Davis began his radio career at the age of 15, when he left his boyhood home in Wango, Md., for a job at WDOV-AM in Dover, Del. He had jobs at other small town stations around the country, as well as a stint south of the border at XERF, the Mexican mail-order station that made Wolfman Jack famous, where he learned to be a radio pitchman. Davis returned to the east coast and spent 38 years hosting a popular bluegrass program from Johnny’s Used Cars for WBMD in Baltimore, MD. In 1962, he began recording some of the nation’s finest bluegrass musicians and selling these recordings under his own label, Wango.
Davis hosted bluegrass festivals and concerts around the country, including the Delaware Valley Bluegrass Festival and the Arcadia Music Festival. He also produced 15 hours of bluegrass music each week for WAMU’s Bluegrass Country. When he was not acting as program host or concert emcee, chances are Davis would be holed up in his basement studio producing CDs from hundreds of bluegrass tapes he’d recorded over the years.

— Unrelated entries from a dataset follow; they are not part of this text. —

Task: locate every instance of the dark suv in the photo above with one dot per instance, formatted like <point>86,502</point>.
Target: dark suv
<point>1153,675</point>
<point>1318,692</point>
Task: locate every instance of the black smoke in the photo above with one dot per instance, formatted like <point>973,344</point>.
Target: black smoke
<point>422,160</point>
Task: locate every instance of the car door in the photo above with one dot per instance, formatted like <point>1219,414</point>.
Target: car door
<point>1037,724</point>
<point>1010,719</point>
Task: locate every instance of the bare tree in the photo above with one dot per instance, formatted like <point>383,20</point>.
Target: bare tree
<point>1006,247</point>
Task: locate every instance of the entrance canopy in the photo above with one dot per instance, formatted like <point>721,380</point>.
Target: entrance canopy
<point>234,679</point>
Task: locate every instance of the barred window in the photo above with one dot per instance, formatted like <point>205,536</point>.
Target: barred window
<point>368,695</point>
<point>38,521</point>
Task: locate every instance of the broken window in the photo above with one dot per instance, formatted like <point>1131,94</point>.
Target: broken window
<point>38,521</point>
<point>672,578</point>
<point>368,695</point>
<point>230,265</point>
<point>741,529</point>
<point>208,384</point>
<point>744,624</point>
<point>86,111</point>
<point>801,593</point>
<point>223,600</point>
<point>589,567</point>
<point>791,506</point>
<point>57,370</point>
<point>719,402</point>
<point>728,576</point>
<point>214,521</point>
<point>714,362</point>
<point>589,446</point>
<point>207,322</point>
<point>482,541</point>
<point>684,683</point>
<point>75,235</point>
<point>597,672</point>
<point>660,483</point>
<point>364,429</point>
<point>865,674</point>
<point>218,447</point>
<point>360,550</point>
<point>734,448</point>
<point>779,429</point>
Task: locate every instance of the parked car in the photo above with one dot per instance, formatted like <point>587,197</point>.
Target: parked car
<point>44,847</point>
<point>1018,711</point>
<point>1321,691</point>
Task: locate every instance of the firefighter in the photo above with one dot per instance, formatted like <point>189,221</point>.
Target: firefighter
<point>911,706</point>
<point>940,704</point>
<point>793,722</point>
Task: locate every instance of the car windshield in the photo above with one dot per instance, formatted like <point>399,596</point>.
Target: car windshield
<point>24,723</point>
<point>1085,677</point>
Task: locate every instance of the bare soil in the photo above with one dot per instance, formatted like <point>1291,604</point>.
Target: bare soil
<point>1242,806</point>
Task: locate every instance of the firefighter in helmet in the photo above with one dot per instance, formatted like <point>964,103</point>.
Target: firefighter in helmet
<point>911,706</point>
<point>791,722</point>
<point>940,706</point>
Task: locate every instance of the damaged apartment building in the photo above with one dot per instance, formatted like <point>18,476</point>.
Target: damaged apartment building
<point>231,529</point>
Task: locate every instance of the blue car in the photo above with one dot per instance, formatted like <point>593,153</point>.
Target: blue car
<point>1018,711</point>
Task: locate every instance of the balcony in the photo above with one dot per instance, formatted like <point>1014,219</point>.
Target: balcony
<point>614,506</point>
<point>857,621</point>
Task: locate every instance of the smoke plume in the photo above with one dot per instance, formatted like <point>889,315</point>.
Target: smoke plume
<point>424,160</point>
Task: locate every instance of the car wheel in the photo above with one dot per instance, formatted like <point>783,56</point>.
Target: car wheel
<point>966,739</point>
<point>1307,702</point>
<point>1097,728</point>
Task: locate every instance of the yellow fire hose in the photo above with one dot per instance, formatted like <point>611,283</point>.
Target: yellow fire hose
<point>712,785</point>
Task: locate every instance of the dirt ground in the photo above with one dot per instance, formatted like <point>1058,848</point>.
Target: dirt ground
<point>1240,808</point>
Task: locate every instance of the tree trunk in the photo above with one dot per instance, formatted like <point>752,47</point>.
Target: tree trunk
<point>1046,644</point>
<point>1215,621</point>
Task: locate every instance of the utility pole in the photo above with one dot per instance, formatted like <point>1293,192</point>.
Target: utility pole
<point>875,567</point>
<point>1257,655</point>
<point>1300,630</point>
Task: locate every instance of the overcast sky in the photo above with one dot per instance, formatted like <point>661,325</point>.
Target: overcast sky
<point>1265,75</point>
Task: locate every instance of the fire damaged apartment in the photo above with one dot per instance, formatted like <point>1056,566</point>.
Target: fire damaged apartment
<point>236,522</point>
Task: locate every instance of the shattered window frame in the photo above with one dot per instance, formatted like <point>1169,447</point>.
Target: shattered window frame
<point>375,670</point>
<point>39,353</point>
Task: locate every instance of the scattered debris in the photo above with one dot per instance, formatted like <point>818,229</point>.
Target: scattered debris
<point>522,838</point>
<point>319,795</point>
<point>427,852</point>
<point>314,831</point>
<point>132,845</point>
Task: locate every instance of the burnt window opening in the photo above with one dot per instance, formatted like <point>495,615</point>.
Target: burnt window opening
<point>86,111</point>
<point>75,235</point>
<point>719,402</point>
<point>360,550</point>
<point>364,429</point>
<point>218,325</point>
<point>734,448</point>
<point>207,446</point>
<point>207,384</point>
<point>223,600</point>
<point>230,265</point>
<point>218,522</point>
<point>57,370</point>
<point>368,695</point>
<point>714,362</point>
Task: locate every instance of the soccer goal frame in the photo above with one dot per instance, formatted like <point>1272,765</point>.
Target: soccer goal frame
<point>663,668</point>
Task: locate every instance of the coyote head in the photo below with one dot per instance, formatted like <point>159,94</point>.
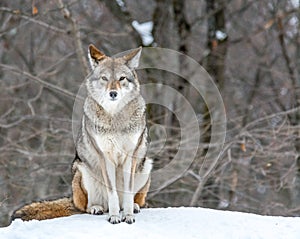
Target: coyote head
<point>113,81</point>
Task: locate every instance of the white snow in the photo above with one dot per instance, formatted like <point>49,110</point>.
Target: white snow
<point>145,31</point>
<point>158,223</point>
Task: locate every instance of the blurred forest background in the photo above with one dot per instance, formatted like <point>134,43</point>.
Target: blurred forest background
<point>250,48</point>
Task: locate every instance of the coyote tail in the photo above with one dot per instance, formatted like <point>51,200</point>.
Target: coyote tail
<point>46,210</point>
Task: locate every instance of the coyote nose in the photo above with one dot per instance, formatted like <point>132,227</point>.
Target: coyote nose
<point>113,94</point>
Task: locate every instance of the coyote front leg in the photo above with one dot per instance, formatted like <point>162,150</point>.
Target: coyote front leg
<point>113,199</point>
<point>128,198</point>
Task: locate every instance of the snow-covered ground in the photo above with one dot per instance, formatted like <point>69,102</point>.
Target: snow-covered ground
<point>160,223</point>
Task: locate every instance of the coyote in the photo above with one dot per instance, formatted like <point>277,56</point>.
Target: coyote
<point>110,171</point>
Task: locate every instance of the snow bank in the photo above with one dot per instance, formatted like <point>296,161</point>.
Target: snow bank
<point>160,223</point>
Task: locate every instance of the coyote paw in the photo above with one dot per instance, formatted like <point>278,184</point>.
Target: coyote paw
<point>136,208</point>
<point>114,219</point>
<point>129,218</point>
<point>96,210</point>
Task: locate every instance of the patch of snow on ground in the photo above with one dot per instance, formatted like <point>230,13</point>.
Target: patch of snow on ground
<point>158,223</point>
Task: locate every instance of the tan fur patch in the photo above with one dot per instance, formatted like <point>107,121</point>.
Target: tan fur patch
<point>79,193</point>
<point>46,210</point>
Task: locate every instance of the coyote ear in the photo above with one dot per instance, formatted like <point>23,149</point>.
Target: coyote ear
<point>132,59</point>
<point>95,55</point>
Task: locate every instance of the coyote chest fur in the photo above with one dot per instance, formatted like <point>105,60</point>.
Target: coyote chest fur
<point>111,171</point>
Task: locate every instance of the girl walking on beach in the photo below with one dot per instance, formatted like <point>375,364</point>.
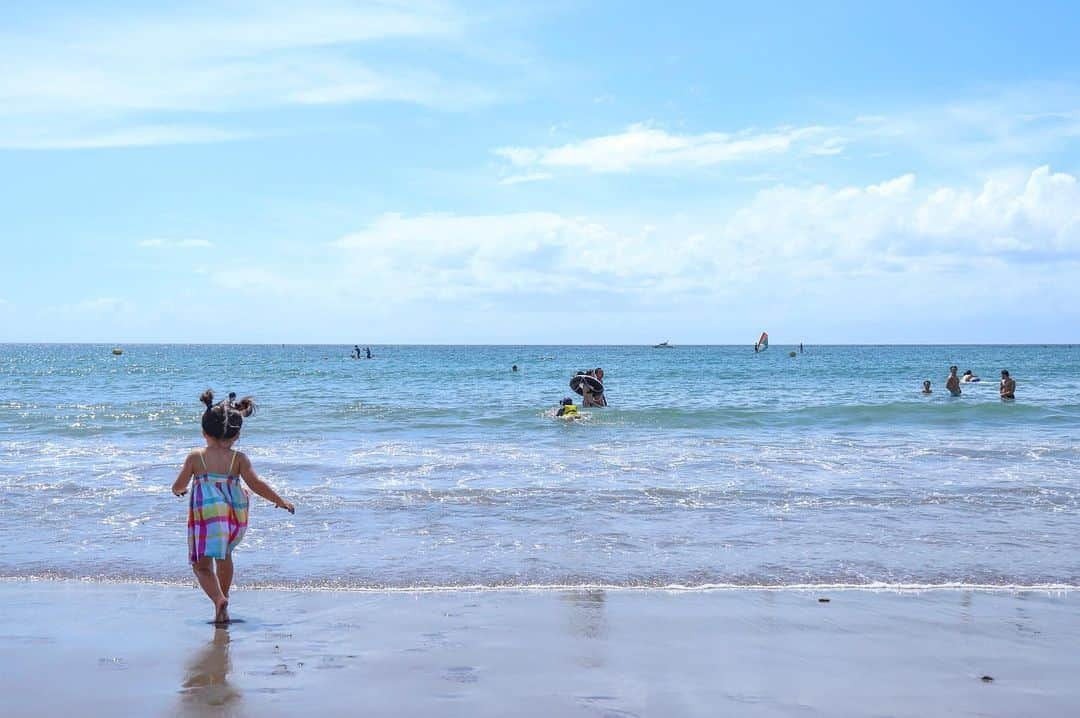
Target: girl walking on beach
<point>217,517</point>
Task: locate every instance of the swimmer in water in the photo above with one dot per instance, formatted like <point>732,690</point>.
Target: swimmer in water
<point>1008,388</point>
<point>566,409</point>
<point>953,383</point>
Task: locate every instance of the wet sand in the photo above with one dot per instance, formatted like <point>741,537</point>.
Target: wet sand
<point>85,649</point>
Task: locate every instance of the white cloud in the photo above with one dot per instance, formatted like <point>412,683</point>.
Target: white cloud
<point>642,146</point>
<point>91,79</point>
<point>175,244</point>
<point>973,135</point>
<point>813,232</point>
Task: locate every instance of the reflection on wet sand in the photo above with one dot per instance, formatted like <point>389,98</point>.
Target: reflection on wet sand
<point>588,617</point>
<point>205,689</point>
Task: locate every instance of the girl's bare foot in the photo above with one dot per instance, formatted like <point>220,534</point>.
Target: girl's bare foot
<point>223,611</point>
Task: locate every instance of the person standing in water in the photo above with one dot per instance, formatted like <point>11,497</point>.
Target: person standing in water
<point>953,383</point>
<point>217,513</point>
<point>1008,387</point>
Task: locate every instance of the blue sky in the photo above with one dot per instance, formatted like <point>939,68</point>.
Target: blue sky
<point>539,173</point>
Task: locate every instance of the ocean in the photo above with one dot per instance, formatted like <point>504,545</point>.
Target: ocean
<point>437,466</point>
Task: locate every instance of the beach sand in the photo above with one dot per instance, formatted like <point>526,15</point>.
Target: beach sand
<point>95,649</point>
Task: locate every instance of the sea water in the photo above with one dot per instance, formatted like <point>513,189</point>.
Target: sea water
<point>433,466</point>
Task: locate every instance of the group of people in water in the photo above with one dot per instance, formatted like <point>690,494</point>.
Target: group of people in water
<point>1007,389</point>
<point>590,384</point>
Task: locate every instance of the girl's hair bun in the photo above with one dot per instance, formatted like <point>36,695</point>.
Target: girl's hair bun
<point>244,406</point>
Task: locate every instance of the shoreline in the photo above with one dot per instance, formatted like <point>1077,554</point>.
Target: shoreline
<point>142,649</point>
<point>1047,588</point>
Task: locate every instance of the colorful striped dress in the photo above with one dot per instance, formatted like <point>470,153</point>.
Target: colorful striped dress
<point>217,517</point>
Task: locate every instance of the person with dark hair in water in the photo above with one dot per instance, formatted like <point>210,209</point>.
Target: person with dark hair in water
<point>217,512</point>
<point>590,396</point>
<point>1008,387</point>
<point>953,382</point>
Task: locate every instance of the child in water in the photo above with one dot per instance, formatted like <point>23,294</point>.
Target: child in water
<point>217,514</point>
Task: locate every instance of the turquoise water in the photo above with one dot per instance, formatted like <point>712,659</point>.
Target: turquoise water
<point>439,466</point>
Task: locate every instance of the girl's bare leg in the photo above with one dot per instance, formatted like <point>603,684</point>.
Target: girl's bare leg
<point>225,574</point>
<point>204,572</point>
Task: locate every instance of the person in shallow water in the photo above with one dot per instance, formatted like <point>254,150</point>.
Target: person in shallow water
<point>1008,387</point>
<point>953,383</point>
<point>217,512</point>
<point>589,398</point>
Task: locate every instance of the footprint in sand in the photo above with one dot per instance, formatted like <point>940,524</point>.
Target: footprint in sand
<point>461,675</point>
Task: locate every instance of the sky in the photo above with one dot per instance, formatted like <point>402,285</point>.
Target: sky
<point>554,172</point>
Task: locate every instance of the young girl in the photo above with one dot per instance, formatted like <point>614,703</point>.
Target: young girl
<point>217,517</point>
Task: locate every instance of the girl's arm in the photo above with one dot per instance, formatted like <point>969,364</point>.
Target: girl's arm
<point>261,487</point>
<point>180,485</point>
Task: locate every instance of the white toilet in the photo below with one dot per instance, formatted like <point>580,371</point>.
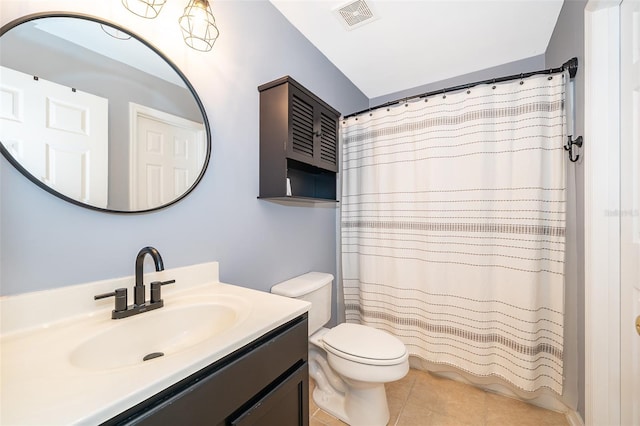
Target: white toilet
<point>350,363</point>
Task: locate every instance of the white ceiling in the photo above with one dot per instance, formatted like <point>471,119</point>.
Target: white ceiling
<point>413,43</point>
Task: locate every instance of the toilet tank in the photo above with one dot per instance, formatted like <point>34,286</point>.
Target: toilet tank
<point>314,287</point>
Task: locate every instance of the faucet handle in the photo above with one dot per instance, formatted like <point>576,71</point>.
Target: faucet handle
<point>155,290</point>
<point>121,298</point>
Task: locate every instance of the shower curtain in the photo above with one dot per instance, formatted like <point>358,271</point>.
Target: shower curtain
<point>453,228</point>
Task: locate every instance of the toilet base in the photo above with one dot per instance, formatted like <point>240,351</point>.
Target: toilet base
<point>363,404</point>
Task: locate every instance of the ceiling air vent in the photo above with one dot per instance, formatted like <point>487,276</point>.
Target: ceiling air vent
<point>355,14</point>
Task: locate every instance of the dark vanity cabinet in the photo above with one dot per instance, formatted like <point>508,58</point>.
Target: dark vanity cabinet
<point>298,143</point>
<point>263,383</point>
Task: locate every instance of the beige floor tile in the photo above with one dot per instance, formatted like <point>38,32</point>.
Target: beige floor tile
<point>315,422</point>
<point>328,419</point>
<point>506,411</point>
<point>423,399</point>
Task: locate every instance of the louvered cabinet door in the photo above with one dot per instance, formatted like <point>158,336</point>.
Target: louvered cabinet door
<point>313,132</point>
<point>300,143</point>
<point>327,140</point>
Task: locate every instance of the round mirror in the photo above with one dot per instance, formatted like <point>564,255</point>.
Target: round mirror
<point>96,116</point>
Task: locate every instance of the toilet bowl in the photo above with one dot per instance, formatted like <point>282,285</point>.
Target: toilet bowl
<point>350,363</point>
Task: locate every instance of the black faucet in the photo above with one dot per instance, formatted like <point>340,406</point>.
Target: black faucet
<point>138,290</point>
<point>140,305</point>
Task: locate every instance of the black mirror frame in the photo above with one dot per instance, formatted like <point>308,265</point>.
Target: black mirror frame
<point>205,120</point>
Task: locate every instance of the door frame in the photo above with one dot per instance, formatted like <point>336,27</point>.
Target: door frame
<point>136,111</point>
<point>602,201</point>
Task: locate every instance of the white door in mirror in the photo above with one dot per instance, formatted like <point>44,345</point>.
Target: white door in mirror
<point>167,156</point>
<point>58,134</point>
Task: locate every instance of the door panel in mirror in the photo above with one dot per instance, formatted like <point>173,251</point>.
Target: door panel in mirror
<point>78,56</point>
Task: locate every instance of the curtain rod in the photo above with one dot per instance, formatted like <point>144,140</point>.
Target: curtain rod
<point>571,65</point>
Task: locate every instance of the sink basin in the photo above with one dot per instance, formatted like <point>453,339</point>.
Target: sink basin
<point>153,335</point>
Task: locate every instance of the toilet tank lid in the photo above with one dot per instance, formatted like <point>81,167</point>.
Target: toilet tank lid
<point>302,284</point>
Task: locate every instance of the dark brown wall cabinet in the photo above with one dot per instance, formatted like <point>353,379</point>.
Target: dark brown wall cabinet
<point>298,143</point>
<point>263,383</point>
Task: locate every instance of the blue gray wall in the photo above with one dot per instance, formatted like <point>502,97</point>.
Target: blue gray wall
<point>47,243</point>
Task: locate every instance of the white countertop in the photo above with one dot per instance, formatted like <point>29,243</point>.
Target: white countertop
<point>39,384</point>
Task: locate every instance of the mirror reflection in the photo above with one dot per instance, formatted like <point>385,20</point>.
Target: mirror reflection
<point>96,116</point>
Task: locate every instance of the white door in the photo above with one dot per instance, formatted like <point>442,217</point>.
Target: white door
<point>60,135</point>
<point>167,156</point>
<point>630,212</point>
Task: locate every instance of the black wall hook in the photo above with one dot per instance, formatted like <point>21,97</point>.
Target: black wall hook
<point>569,147</point>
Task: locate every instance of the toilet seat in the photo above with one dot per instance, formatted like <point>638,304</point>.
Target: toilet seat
<point>365,345</point>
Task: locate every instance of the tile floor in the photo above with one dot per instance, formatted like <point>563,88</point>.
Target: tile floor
<point>422,399</point>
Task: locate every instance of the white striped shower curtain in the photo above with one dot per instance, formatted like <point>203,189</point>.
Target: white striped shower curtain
<point>453,228</point>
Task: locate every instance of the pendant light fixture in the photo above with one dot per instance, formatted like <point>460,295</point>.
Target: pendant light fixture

Since the 1960s, Davis had been enlisting friends like Carter and Ralph Stanley, Don Reno, Bill Harrell, the Warrior River Boys, the Gillis Brothers, Owen Saunders, and a host of others to make his so-called “basement tapes.” The basement tapes included previously unreleased jam sessions with many of these legendary bluegrass artists.
Ray’s honesty, humor, and forceful on-air presence will be missed by us all.